A few weeks ago, after upgrading NeetoCal from
Rails 7.1.5.2 to Rails 7.2.1.1, we started seeing mysterious crashes in
production with the error message SystemStackError: stack level too deep.
The crash happened inside Slots::SyncAllCalendarsService, a service that syncs
multiple calendars concurrently using the Async gem. What made it particularly
puzzling was that switching from Async::Barrier to Thread.new made the error
disappear. This led us down a rabbit hole thinking it was an Async-specific
issue.
The stack trace pointed to a strange location:
activerecord (7.2.1.1) lib/arel/visitors/to_sql.rb:898:in `each'
from lib/arel/visitors/to_sql.rb:898:in `each_with_index'
from lib/arel/visitors/to_sql.rb:898:in `inject_join'
from lib/arel/visitors/to_sql.rb:627:in `visit_Arel_Nodes_Or'
... 1132 levels...
Over a thousand levels deep into visit_Arel_Nodes_Or. That's unusual. Why
would visiting OR nodes in a SQL query cause such deep recursion?
The stack trace mentioned Slots::SyncAllCalendarsService, but that service
itself had nothing obviously wrong. It was just iterating through calendars and
syncing them. We traced deeper into the code and found the actual culprit in
Neeto's Integrations::Icloud::SyncEventsService:
def abandoned_events
pairs = event_params.map { |e| [e[:url], e[:recurrence_id]] }
@_abandoned_events = calendar.events
.where("start_time BETWEEN ? AND ?", start_time, end_time)
.where.not([:url, :recurrence_id] => pairs)
end
This code finds "abandoned" events by excluding events that match specific URL
and recurrence ID combinations. In production, pairs contained 233 entries.
Nothing immediately suspicious, right?
To understand what was happening, we needed to see what Rails was actually doing
with this query. The where.not([:url, :recurrence_id] => pairs) syntax is
Rails' composite key feature. With 233 pairs, Rails generates SQL like this:
WHERE NOT (
(url = 'url1' AND recurrence_id = 'rec1') OR
(url = 'url2' AND recurrence_id = 'rec2') OR
(url = 'url3' AND recurrence_id = 'rec3') OR
-- ... 230 more OR clauses
)
233 OR clauses.

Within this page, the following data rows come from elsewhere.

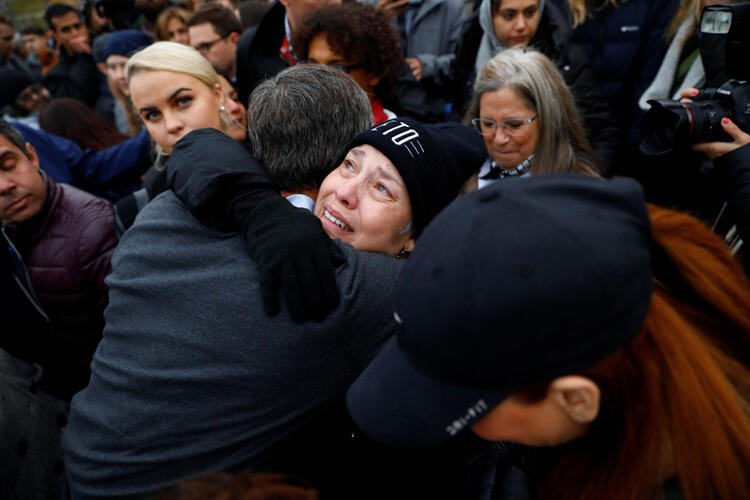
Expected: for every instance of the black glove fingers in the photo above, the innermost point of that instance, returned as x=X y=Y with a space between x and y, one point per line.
x=292 y=290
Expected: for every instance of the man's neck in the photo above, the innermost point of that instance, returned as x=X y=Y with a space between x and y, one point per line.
x=312 y=193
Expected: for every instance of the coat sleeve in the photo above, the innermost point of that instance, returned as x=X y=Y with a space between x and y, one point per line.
x=213 y=175
x=89 y=169
x=733 y=170
x=604 y=136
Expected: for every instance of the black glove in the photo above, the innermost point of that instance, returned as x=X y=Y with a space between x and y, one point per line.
x=294 y=257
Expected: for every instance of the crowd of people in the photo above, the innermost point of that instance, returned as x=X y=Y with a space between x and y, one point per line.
x=368 y=249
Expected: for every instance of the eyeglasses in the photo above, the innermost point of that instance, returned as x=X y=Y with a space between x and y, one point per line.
x=346 y=68
x=512 y=126
x=206 y=46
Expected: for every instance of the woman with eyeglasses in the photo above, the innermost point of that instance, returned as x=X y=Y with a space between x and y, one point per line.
x=528 y=119
x=534 y=23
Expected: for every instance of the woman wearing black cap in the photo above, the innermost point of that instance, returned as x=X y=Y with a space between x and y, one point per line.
x=624 y=374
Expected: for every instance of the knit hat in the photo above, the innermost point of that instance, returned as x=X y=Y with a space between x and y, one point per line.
x=433 y=160
x=126 y=43
x=12 y=83
x=517 y=283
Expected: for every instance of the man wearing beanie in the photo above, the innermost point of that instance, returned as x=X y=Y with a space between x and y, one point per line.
x=8 y=56
x=75 y=75
x=118 y=48
x=20 y=98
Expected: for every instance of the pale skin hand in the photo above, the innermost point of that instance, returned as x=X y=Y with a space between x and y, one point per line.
x=716 y=149
x=416 y=67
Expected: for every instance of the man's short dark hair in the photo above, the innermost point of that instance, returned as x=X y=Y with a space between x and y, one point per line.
x=33 y=29
x=223 y=20
x=58 y=10
x=13 y=136
x=300 y=121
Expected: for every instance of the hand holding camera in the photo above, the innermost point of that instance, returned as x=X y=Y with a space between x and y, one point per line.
x=719 y=148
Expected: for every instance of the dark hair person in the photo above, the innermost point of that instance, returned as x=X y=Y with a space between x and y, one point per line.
x=358 y=39
x=68 y=117
x=558 y=312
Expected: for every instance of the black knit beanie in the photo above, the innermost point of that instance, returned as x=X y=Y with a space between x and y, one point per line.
x=12 y=83
x=434 y=161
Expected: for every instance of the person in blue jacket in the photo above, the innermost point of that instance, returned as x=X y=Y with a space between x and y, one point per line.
x=110 y=173
x=625 y=43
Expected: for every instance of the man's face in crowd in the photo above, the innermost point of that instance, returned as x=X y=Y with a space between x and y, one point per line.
x=34 y=43
x=71 y=33
x=6 y=41
x=116 y=72
x=220 y=52
x=33 y=98
x=22 y=190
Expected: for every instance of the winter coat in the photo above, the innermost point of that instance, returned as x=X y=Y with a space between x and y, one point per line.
x=625 y=46
x=67 y=249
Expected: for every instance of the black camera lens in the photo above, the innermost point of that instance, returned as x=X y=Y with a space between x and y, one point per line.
x=673 y=124
x=667 y=123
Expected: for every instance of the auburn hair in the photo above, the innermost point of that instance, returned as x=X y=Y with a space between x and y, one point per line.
x=675 y=400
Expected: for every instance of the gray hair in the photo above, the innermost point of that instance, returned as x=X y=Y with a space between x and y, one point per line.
x=300 y=121
x=562 y=145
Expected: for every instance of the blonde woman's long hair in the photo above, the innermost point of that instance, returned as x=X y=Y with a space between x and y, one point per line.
x=580 y=9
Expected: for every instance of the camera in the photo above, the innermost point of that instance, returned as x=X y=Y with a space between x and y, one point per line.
x=724 y=43
x=673 y=124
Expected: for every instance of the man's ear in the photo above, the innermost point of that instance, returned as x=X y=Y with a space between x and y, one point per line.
x=579 y=397
x=409 y=245
x=31 y=153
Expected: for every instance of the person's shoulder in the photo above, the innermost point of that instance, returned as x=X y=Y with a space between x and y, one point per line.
x=367 y=272
x=81 y=204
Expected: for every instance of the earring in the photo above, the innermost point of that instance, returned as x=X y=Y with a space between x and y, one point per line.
x=403 y=254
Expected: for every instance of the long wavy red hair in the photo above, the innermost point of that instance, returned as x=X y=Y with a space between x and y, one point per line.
x=675 y=400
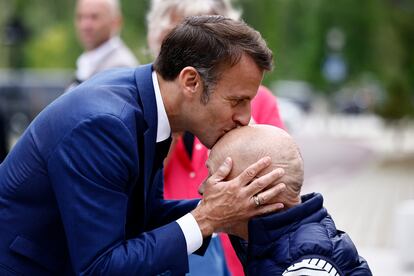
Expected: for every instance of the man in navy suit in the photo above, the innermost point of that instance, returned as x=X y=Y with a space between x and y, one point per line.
x=81 y=191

That's a lot, but databases can handle it. The problem wasn't the SQL itself - it was how Rails built the internal representation of that query.
To really understand what changed, we used bundle open activerecord to look at
the Rails source code. We compared the same code in Rails 7.1.5.2 and 7.2.1.1.
In Rails 7.1.5.2, the code that visits OR nodes looked like this:
def visit_Arel_Nodes_Or(o, collector)
stack = [o.right, o.left]
while o = stack.pop
if o.is_a?(Arel::Nodes::Or)
stack.push o.right, o.left
else
visit o, collector
collector << " OR " unless stack.empty?
end
end
collector
end
This is an iterative approach using a manual stack. No matter how deeply nested
the OR conditions are, this code only uses a single stack frame for the
visit_Arel_Nodes_Or method. It's stack-safe.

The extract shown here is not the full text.